The Dutch Party for Freedom founder Geert Wilders is to attend the launch of Australian Liberty Alliance (ALA), a political party modelled on his own. The decision to grant the Dutch MP a visa to Australia was cleared by the immigration minister, Peter Dutton, last night after being referred up by his department.

Wilders took to Twitter immediately after he learned of the approval to make the announcement himself:

The founders of the ALA had feared the politician may be unable to attend the launch due to ongoing visa delays. ALA president Debbie Robinson said she was relieved the visa had been issued. According to ABC News she said:

“It’s great news, it’s a big relief because a lot of planning goes into this sort of event and we’re looking forward to meeting up with Mr Wilders. People are looking forward to hear him speak, to hear what he has to say.

“It all comes back to freedom of speech and there are a lot of people who are interested to hear his views on the topic and what’s happening in the Netherlands.”

This is not the first time Wilders has had trouble entering Australia.

In 2012 he was invited to give a series of speeches by the anti-multiculturalism group the Q Society, but his visa application stalled and he was forced to cancel the tour. The delay was due to the Dutch politician being on the Movement Alert List, a database of people of concern to Australia.

He ultimately secured a visa but his 2013 visit to Australia sparked protests. Wilders was vilified in the media not only for trying to warn that Islam as an ideology is a menace to contemporary Western values and freedoms but also for exercising the fundamental right to freedom of speech.

In Perth he was accompanied by WA Police’s dignitary protection unit and a venue where he was due to speak cancelled his booking.

Last week, the department cancelled the visa of American anti-abortion campaigner Troy Newman on concerns about community safety and good order.

The High Court hearing to determine whether Newman would be deported specifically noted concerns the campaigner’s presence in Australia could lead to violent protests like those seen in the United States.

Immigration minister Dutton brushed aside concerns Wilders’ visit to Australia would stir up similar protests, saying delegates from his department take those issues into account.

“They will have a look at the whole history. They will do what is in our best national interest in terms of granting or denying a visa. That is the decision that was made.”

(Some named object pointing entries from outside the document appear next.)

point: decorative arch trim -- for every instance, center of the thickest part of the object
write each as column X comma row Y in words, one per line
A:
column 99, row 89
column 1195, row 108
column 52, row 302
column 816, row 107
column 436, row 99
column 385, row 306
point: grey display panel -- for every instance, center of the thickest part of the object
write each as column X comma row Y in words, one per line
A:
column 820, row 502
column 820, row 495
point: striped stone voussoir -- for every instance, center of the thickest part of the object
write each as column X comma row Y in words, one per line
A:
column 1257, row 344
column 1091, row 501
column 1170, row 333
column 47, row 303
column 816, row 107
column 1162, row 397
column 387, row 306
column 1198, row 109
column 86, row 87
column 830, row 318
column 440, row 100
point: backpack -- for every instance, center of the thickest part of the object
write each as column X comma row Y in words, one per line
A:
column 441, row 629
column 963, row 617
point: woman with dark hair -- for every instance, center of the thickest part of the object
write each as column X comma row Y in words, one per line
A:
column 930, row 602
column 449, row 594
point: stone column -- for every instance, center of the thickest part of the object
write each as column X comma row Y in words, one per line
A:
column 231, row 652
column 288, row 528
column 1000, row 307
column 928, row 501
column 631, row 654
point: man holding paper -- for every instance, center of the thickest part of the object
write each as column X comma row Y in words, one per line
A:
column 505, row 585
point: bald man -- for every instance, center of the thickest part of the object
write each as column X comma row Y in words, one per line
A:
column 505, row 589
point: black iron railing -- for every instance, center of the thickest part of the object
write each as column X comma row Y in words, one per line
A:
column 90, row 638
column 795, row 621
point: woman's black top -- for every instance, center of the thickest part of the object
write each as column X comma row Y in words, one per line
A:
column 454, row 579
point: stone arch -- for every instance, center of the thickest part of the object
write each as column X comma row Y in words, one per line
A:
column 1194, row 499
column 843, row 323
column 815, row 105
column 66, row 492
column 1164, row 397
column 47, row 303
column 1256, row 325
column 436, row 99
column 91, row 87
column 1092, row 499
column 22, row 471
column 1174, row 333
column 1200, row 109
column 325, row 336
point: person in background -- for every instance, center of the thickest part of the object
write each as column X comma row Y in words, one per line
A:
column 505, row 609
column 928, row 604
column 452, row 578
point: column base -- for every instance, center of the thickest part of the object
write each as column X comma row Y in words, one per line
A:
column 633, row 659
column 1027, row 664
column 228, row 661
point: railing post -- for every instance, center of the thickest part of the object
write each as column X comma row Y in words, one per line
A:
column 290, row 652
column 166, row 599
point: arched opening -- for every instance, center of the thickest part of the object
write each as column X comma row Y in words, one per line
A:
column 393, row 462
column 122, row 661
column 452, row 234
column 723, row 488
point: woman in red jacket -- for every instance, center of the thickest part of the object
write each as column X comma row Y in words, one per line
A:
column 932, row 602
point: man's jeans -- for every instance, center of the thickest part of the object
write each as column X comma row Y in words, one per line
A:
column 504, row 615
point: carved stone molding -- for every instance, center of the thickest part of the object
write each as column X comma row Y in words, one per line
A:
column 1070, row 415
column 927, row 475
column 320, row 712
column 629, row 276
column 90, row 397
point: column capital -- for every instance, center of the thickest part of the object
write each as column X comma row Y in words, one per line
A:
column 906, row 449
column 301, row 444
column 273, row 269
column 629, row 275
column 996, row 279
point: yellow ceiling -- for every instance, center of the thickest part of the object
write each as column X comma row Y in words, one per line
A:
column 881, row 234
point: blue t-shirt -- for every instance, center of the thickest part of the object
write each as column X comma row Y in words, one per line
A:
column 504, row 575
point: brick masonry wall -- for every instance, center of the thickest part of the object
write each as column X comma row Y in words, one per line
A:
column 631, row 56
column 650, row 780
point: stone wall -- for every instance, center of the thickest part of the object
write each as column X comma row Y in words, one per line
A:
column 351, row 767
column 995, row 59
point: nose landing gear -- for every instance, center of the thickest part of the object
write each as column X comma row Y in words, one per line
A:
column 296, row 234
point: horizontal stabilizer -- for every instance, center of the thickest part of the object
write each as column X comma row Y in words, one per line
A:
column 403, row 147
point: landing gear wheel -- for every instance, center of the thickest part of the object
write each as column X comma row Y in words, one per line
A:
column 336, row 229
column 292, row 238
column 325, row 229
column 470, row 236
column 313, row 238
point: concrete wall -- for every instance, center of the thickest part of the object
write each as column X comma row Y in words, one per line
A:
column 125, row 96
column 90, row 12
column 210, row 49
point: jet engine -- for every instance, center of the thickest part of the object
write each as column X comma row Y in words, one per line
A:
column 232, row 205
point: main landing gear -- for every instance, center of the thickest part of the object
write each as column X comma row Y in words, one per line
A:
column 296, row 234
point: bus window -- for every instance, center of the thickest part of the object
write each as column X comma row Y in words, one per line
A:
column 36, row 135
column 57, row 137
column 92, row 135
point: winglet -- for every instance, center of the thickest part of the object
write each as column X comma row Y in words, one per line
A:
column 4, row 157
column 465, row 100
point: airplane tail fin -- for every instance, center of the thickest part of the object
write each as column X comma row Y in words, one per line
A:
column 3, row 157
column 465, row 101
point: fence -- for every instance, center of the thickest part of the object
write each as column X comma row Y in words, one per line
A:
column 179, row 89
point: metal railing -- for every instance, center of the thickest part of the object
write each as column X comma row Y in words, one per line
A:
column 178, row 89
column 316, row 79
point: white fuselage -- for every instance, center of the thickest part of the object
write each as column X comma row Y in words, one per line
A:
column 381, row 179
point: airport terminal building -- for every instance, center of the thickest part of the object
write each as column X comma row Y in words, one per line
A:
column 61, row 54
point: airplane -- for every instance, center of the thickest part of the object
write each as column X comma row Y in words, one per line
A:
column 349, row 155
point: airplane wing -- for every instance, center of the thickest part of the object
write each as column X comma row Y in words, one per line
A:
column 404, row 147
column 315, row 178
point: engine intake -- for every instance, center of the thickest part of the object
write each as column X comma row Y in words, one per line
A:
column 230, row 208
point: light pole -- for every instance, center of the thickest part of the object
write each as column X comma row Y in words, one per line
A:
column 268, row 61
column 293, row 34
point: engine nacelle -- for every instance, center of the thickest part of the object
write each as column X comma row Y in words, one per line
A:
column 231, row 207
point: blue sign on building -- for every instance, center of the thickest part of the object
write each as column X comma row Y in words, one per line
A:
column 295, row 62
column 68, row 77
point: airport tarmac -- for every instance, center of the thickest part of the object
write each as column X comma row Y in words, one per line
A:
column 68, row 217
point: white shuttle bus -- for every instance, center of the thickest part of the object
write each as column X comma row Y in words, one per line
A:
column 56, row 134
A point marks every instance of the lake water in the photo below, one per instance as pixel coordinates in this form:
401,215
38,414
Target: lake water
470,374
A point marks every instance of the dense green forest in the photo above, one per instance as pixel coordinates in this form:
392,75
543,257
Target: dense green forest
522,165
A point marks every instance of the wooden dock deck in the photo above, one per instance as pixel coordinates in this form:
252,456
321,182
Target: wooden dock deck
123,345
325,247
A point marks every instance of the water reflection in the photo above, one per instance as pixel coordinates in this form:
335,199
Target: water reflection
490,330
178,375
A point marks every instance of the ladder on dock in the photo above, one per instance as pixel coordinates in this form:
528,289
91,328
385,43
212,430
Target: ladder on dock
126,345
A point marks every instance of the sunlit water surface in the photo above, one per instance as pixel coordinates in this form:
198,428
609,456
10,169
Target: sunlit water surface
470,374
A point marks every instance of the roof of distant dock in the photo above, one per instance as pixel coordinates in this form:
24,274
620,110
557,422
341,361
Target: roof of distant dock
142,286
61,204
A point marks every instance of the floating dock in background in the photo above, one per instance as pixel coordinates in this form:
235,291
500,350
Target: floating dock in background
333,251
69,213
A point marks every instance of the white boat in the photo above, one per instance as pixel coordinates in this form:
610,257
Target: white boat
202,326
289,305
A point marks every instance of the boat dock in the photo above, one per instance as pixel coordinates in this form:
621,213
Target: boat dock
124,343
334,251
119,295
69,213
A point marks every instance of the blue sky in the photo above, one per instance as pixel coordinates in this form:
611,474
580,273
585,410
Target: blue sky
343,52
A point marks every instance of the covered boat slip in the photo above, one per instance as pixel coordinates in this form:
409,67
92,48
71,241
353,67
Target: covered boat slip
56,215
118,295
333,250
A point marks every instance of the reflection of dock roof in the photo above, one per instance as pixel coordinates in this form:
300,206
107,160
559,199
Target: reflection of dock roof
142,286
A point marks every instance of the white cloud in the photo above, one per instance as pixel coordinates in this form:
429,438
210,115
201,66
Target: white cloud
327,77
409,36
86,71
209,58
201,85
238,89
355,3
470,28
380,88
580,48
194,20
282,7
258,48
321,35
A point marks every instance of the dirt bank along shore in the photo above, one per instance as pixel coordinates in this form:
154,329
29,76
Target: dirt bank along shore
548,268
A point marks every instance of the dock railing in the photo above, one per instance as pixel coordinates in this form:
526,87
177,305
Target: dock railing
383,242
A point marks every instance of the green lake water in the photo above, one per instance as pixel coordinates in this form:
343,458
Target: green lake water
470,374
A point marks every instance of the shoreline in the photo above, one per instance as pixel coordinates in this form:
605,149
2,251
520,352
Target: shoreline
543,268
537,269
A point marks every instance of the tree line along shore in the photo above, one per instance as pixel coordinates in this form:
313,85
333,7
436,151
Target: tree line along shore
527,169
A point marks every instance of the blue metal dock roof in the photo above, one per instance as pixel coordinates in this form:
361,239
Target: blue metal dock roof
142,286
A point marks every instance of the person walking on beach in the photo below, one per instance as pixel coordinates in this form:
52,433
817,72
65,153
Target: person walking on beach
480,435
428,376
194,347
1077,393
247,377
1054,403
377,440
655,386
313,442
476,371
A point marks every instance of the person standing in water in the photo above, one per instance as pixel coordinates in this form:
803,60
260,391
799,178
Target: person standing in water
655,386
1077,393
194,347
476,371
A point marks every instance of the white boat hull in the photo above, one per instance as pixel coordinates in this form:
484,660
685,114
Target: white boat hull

The manifesto of the new party, which will be launched on Tuesday, 20 October in Perth, is summed up this statement on its website:

‘Our Australia stands for individual liberty, small government, Western values, social fairness and an integrated multi-ethnic society. Our Australia has no place for big government, racism, moral relativism, divisive multiculturalism or tolerance for the intolerant. Migrants do not dream of a new life in Australia because we are a Socialist, Islamic or tribal society. Migrants come for the freedom, justice and prosperity only Western civilisation creates.’